AS MACABRAS TRAVESSURAS DE UM LOUCO - Narrativa Fúnebre Verídica - Anônimo do Séc. XIX
O
“Corriere della Sera”, de Milão, em sua edição de 19 de março último, publicou
um telegrama de Constantinopla dizendo ser assunto de todas as conversas na
capital do Império Otomano, provocando hilaridade irrepressível, um fato
ocorrido no Hospital Armênio de Taksim, pelo modo extraordinário com se
desenrolou. Se bem que, no fundo, seja tristemente macabro.
No
referido hospital, há uma divisão destinada aos loucos considerados pacíficos,
que não têm acessos violentos e sobre os quais não se exerce vigilância
especial.

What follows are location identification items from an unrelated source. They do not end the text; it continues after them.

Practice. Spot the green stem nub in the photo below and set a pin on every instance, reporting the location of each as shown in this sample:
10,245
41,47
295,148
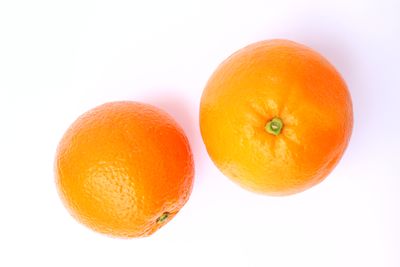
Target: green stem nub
274,126
163,217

Esses pobres seres podem, por isso, passear livremente no jardim do
hospital, sem que ninguém com eles preocupe. Há poucos dias, tendo falecido um
enfermo, foi o corpo colocado numa padiola e conduzido à câmara mortuária do
hospital, de onde, no dia seguinte, seria transportado para o cemitério. O
cadáver foi coberto por um lençol, e quatro círios a arder foram colocados aos
lados do féretro.
Aconteceu
que, ao cair da noite, um dos loucos, vagando pelos salões, como de costume,
passou em frente à câmara mortuária.
Movido
pela curiosidade, abriu a porta, entrou e viu que ali se achava um cadáver.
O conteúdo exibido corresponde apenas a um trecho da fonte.